How To Setup A Panic Room


A panic room is meant to delay an intruder until police arrive, or deter them entirely. These rooms aren’t end times bunkers designed for long term stays, and they’re not meant to be soundproofed: you want the whole world to know you’re in there and have called the police.

You can make an extremely high-tech room, with solid steel walls and fancy surveillance cameras, but the goal is just to create a safe place, and that doesn’t take much more than you already have at home. That said, there are several crucial elements to any panic room: location, doors, walls, and communication.

SEE ALSO: What Everyone Should Know About Door Lock Security

The Room:

It’s easiest (not to mention fastest) to transform an existing room in your home into a panic room. If you have a windowless room with only one door, you’re set.

If you don’t, consider using a closet; the one in your bedroom could work just fine. You’ll want to make sure you can get into this room quicklyfrom anywhere in the house.

The Door:

You will absolutely need a heavy, solid core door that’s attached to a solid, heavy duty jamb and frame. A steel door placed on your existing closet hardware probably isn’t going to cut it, so invest in a new frame and ask the salesman for the pressure rating of the door. You want something to withstand a 180 pound burglar pushing into it.

door built for outside will be sturdier than decorative interior doors. It’s harder to break open a door if it opens outwardly. Remember that you’ll need to lock yourself in; if you’re always losing your car keys, try a deadbolt instead. Deadbolts have the additional security of locking the door into the frame, and you can have more than one.

The Walls:

If you’re using an existing room, you may want to reinforce your walls. You can use steel or bulletproof materials like kevlar for this.

However, if your existing walls are constructed of crumbly sheet rock, reinforcing them will not do much and it’s best to replace them entirely with stronger materials.
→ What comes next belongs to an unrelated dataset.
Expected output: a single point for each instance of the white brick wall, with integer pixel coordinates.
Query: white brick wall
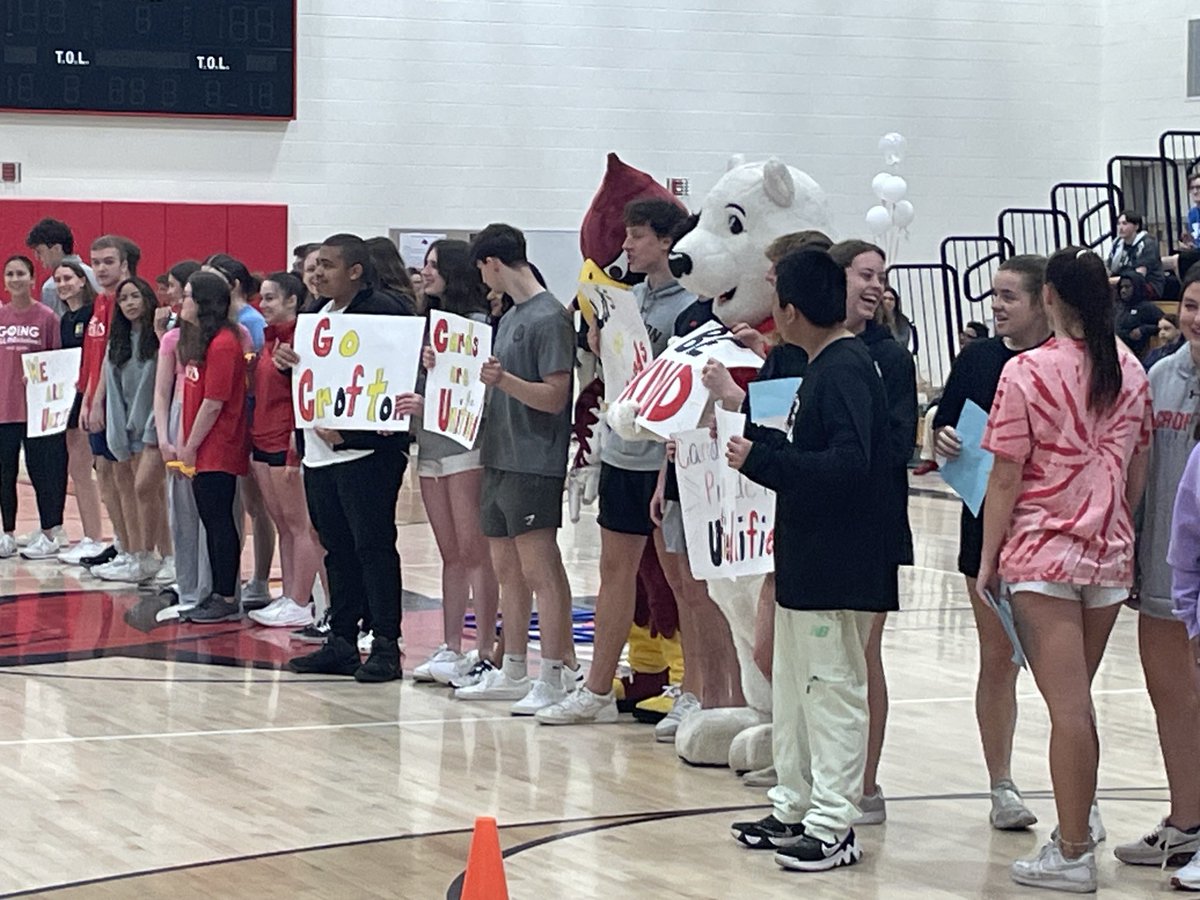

SEE ALSO: How Safe Are Smart Locks? Your Security Questions Answered

The Phone:

Like mentioned earlier, you want an open line of communication. Make sure your cell phone gets service in your panic room, or keep a spare “burner” inside just in case (don’t forget a charger). Remember: landlines are easily cut.
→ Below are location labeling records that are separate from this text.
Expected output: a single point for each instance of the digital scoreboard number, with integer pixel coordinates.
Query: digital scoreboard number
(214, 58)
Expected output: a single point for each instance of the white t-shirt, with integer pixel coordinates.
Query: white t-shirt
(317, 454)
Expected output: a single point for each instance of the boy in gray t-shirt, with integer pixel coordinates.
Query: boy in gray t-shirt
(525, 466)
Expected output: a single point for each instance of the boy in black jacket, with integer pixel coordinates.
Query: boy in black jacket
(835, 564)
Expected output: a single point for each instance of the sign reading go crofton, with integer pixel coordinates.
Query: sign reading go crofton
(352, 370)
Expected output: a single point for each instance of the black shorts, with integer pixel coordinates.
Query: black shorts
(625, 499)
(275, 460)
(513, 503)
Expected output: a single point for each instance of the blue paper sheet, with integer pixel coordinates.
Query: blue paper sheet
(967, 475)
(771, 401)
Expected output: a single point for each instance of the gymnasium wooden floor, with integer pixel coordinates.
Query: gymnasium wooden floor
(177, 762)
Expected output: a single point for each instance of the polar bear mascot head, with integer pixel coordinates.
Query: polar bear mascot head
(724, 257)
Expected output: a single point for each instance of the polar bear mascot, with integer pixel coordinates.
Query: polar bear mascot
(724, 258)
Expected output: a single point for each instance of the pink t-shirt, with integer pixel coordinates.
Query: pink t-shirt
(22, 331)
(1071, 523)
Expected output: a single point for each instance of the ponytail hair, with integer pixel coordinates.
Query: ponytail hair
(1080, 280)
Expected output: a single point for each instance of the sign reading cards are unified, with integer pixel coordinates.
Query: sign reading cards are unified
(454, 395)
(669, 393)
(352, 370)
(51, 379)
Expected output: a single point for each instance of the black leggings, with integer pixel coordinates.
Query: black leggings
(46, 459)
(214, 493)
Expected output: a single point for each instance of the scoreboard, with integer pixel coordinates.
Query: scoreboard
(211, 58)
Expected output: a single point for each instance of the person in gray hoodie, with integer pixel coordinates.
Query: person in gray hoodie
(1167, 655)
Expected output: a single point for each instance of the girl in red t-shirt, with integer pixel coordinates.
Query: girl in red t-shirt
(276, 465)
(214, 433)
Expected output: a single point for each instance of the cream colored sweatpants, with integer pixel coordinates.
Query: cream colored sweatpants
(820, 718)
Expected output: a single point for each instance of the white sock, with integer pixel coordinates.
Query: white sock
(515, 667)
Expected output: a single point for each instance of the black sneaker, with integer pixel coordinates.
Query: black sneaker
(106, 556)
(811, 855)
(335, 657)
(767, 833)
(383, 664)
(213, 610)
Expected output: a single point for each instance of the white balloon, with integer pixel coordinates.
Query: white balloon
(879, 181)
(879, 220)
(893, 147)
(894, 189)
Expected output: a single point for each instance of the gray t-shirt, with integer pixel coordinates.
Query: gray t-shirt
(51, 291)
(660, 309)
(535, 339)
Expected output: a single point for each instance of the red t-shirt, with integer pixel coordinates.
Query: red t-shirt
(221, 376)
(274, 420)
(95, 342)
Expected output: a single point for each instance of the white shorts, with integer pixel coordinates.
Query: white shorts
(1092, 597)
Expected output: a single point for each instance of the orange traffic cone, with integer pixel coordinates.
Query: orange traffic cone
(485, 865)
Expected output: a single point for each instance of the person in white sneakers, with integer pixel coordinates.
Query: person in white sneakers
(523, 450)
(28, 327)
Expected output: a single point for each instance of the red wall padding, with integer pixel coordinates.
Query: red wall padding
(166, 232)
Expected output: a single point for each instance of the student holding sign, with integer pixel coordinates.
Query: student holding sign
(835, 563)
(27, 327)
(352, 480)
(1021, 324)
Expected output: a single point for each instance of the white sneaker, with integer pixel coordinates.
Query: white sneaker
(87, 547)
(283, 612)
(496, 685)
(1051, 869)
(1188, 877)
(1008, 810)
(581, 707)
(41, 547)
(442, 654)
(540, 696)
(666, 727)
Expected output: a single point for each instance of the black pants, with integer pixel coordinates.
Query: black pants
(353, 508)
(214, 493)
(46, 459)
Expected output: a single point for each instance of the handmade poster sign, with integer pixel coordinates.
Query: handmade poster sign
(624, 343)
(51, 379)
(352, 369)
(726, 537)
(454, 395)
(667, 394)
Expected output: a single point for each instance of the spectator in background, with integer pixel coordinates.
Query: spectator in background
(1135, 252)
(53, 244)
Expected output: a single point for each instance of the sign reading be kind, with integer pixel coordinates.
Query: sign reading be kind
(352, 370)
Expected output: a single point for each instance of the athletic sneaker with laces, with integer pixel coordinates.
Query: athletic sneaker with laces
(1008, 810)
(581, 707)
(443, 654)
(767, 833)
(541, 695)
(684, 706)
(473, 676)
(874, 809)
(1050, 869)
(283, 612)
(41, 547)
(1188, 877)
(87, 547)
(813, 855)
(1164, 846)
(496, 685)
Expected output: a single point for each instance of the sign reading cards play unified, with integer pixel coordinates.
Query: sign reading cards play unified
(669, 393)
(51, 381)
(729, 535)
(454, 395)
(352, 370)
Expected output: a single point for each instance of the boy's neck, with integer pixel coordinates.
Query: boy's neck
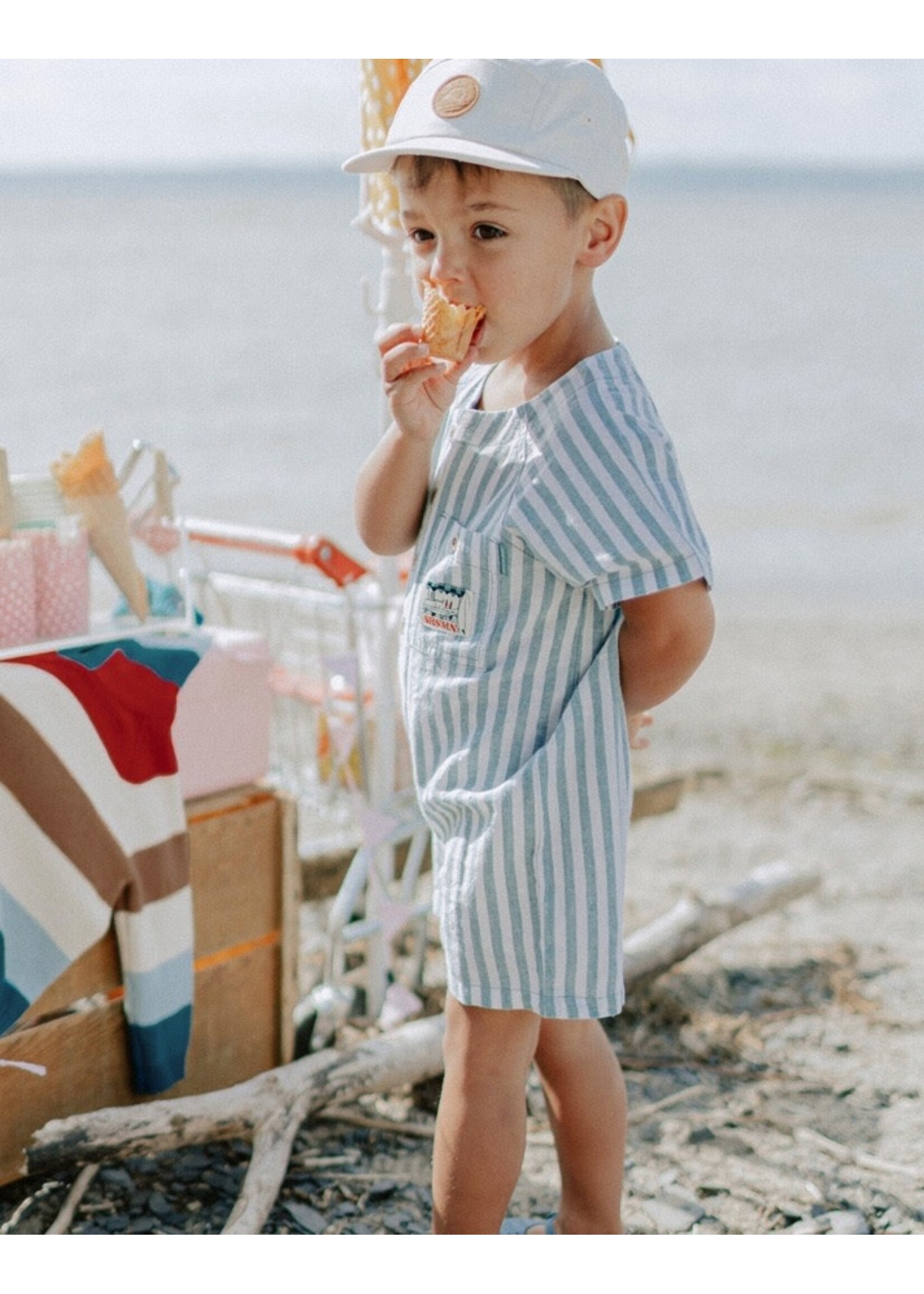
(522, 377)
If you have a home alarm system, it may be worthwhile to install a separate keypad in the panic room itself for an emergency outside line, though your cell phone will likely work best. Remember to stay on the line with 911 operators until they arrive at your home.

People want panic rooms for many reasons, most of which will not require a fortress. Your safety is the most important thing and can be achieved with simple steps and easily found materials. Still, the best line of defense is locking doors and windows and keeping an alarm system that will alert you to any intruders. A basic safe room can be constructed easily in most homes; stay safe and use yours wisely.